Les cours du pétrole sont montés mercredi, le Brent atteignant un sommet depuis plus d’un an, soutenus par un environnement favorable pour les prix et des perturbations de l’offre américaine du fait d’une vague de froid historique dans le pays.

Le baril de Brent de la mer du Nord pour livraison en avril a pris 1,56% ou 99 cents à Londres, finissant à 64,34 dollars, un prix de clôture plus vu depuis janvier 2020.
Le baril américain de WTI pour le mois de mars a avancé dans le même temps de 1,82% ou 1,09 dollar à 61,14 dollars, lui aussi au plus haut en un peu plus d’un an. « Les conditions météorologiques extrêmes aux États-Unis restent au centre de l’attention » des marchés du brut, ont souligné les analystes de JBC.

Une vague de froid frappe en ce moment le sud du pays – le thermomètre étant tombé mardi jusqu’à -12 degrés Celsius à Austin, la capitale du Texas – et perturbe la production d’or noir du fait de la mise à l’arrêt de certains puits, de coupures de courant et de perturbation des transports.

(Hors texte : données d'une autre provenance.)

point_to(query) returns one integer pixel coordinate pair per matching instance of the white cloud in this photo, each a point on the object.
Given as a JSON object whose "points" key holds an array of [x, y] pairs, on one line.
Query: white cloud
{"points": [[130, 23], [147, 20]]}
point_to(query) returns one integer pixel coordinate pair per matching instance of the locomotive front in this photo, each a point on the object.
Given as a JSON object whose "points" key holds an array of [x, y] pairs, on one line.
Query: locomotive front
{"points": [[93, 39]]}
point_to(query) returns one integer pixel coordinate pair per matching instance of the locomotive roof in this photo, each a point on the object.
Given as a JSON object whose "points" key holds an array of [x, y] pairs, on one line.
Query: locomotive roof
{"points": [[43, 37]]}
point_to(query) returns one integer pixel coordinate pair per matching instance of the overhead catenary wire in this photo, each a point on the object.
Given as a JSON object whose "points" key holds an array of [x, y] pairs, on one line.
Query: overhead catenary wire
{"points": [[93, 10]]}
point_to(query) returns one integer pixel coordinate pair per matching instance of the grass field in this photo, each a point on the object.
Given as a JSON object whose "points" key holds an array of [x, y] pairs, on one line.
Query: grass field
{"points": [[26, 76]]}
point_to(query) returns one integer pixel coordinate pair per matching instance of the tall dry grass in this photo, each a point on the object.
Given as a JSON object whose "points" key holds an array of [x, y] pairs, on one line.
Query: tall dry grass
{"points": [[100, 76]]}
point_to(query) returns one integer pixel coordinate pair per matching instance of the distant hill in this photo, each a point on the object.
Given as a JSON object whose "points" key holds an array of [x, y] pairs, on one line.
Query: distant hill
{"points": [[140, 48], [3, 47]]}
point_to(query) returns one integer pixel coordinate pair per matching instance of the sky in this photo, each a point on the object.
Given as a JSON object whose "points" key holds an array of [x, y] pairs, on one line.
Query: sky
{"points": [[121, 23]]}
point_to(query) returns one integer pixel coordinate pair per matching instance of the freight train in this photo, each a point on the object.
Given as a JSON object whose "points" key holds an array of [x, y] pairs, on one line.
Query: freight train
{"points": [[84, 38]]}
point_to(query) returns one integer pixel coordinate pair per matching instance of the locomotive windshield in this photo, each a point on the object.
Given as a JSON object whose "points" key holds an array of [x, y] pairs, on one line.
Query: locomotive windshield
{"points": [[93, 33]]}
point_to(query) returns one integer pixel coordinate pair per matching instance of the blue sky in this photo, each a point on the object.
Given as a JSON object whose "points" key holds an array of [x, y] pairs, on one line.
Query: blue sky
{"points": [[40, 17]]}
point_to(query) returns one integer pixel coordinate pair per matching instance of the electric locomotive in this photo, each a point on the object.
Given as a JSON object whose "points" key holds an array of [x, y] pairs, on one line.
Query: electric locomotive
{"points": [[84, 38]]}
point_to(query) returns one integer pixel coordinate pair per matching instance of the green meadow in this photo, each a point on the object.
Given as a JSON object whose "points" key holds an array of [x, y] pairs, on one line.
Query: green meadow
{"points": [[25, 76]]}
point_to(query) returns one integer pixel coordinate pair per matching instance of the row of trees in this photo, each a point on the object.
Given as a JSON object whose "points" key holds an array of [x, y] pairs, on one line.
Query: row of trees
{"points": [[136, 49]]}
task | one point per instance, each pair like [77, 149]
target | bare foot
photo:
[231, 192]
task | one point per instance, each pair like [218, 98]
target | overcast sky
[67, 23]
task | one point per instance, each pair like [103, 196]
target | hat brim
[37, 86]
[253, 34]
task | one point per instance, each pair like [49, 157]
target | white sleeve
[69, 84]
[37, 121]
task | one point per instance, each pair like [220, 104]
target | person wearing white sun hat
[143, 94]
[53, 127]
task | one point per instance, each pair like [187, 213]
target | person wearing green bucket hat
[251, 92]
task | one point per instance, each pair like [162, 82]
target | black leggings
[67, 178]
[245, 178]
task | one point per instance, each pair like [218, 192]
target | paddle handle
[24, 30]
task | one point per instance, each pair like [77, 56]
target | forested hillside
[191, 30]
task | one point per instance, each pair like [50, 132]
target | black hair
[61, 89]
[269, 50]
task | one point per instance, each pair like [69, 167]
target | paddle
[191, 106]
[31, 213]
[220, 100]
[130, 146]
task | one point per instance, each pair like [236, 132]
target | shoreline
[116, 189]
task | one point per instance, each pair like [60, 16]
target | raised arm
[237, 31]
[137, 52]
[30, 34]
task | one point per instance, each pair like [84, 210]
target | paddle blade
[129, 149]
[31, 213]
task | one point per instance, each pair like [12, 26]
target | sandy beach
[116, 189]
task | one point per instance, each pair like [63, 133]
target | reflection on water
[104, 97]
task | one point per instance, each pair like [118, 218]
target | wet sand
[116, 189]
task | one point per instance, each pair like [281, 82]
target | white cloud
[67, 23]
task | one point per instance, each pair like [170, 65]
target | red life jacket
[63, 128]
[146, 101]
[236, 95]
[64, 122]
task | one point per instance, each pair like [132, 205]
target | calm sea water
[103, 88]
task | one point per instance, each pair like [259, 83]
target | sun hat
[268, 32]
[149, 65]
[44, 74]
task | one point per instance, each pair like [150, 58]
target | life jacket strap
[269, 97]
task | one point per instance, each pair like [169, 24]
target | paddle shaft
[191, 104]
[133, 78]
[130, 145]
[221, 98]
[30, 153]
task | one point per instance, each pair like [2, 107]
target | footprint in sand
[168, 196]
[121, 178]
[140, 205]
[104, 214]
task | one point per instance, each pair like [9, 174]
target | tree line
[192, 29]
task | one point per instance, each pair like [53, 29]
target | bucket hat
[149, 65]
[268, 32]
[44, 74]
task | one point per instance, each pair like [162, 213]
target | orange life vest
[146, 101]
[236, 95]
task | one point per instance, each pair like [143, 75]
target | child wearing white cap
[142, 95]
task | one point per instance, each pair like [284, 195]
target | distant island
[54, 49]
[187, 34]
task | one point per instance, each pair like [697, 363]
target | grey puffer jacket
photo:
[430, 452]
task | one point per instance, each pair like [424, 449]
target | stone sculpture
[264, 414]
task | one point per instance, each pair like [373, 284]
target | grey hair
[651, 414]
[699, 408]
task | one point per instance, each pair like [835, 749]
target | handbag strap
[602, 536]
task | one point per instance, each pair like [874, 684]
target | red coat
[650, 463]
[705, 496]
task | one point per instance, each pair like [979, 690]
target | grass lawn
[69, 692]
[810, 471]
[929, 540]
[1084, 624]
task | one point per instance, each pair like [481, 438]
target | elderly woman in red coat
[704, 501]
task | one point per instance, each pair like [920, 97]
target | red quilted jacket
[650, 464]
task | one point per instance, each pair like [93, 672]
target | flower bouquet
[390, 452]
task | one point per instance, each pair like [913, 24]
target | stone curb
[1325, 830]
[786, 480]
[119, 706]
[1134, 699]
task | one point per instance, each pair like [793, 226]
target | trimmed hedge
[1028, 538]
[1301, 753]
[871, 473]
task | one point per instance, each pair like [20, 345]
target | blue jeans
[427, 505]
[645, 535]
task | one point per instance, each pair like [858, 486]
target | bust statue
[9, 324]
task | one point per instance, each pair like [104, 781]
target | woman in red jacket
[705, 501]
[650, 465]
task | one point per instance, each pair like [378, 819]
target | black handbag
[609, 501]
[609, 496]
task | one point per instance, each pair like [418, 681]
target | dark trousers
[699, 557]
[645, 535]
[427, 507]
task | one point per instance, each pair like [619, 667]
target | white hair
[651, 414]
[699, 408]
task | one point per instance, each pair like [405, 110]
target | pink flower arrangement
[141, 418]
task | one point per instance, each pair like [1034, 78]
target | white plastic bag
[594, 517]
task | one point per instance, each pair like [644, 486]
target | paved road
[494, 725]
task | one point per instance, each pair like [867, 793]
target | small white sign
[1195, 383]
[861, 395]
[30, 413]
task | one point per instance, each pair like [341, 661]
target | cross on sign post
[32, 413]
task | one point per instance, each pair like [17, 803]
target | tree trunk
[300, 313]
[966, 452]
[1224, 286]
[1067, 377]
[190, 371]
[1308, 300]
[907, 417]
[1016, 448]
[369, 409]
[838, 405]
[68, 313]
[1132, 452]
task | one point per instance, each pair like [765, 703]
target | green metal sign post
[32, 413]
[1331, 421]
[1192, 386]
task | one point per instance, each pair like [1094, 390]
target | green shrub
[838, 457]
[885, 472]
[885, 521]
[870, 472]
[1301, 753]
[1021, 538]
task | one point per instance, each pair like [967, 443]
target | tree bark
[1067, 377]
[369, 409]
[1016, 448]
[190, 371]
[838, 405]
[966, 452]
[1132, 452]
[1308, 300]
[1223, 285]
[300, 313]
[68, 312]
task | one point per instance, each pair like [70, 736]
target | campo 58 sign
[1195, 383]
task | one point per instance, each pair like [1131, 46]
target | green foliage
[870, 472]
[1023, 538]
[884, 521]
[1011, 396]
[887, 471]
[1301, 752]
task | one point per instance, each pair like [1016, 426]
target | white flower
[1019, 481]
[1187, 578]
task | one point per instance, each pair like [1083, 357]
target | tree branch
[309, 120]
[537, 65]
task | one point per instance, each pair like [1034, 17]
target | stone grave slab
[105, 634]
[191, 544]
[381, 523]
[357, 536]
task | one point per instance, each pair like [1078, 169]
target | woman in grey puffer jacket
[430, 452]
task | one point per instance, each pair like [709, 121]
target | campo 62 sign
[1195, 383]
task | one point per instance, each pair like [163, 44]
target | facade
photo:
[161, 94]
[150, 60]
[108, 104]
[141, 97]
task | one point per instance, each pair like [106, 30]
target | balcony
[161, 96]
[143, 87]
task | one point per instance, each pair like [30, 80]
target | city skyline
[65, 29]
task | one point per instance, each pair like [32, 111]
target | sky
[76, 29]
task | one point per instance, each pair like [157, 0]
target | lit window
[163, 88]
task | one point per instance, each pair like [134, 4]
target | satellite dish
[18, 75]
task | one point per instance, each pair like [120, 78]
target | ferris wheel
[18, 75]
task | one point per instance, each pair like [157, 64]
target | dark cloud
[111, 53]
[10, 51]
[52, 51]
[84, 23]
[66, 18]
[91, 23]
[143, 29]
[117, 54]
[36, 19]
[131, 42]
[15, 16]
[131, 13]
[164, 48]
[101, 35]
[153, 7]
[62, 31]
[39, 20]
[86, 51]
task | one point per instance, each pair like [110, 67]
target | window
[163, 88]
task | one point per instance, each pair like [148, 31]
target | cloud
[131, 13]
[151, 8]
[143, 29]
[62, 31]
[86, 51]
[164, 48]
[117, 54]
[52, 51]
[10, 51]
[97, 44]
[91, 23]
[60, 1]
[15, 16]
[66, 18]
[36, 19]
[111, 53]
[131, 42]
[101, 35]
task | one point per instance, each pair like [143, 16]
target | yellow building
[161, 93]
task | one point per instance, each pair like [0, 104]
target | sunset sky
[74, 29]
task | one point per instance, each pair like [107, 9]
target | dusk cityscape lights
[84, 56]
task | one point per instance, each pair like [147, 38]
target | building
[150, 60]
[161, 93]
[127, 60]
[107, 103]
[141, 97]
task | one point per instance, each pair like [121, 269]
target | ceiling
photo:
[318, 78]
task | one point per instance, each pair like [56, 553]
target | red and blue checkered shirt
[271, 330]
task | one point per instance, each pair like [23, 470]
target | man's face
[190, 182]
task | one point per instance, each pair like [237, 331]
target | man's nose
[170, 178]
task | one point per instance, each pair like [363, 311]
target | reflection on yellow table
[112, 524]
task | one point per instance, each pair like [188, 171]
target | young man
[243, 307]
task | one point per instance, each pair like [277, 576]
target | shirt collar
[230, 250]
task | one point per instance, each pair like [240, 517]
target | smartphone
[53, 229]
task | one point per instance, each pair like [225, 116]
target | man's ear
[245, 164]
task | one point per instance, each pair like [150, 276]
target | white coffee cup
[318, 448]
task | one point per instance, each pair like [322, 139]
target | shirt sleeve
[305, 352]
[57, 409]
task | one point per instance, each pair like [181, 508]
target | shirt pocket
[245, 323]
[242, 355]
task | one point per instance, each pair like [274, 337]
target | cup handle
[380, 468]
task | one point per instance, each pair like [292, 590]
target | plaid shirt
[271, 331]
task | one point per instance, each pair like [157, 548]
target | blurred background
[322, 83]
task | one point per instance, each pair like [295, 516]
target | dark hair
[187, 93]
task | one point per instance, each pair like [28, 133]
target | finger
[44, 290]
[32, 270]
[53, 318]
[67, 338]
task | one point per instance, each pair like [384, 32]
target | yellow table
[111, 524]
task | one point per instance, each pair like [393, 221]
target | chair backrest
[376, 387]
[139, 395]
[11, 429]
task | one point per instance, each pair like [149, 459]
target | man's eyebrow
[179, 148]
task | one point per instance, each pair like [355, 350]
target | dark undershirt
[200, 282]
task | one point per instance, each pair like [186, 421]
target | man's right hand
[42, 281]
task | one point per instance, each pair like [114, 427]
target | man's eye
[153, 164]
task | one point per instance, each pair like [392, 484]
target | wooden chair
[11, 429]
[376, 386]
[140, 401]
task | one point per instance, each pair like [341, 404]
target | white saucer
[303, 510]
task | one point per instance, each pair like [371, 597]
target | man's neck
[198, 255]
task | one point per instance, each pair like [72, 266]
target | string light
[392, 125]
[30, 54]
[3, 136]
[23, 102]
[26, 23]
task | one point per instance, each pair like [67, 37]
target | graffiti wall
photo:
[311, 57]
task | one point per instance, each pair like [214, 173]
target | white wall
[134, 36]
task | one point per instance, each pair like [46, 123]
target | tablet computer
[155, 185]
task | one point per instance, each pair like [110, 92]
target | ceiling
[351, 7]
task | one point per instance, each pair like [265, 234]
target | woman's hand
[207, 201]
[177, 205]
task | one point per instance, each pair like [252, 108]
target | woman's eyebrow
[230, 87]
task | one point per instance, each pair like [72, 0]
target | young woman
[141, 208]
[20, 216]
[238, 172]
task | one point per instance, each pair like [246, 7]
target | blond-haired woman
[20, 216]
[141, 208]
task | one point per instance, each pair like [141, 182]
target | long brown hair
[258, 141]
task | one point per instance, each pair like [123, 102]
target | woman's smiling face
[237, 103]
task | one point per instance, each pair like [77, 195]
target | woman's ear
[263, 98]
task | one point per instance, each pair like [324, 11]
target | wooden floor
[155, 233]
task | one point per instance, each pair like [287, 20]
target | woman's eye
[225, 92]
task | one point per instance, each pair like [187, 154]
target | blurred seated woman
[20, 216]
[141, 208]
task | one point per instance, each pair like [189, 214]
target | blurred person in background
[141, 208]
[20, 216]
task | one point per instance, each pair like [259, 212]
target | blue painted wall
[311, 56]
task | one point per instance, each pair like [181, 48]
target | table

Cette situation « augmente la demande d’énergie et dans le même temps perturbe l’approvisionnement dans les principales régions productrices« , a expliqué Stephen Innes, d’Axi, un cocktail parfait pour entraîner la hausse des cours.

Carsten Fritsch, de Commerzbank, avance un volume de « plus de 2 millions de barils quotidiens bloqués, en particulier au Texas, qui est de loin le plus grand État (américain) producteur de pétrole« .

Cet événement ajoute à l’environnement haussier des cours de brut, en convalescence depuis l’annonce des premiers vaccins contre le Covid-19 début novembre et qui ont accéléré depuis le début d’année notamment grâce au maintien du contrôle de la production par les membres de l’Organisation des pays exportateurs de pétrole (OPEP) et leurs alliés de l’OPEP+. « L’attention se portera bientôt sur la réunion de l’OPEP+ qui aura lieu début mars. Il faudra que le groupe continue à présenter un front uni et discipliné« , a conclu M. Innes.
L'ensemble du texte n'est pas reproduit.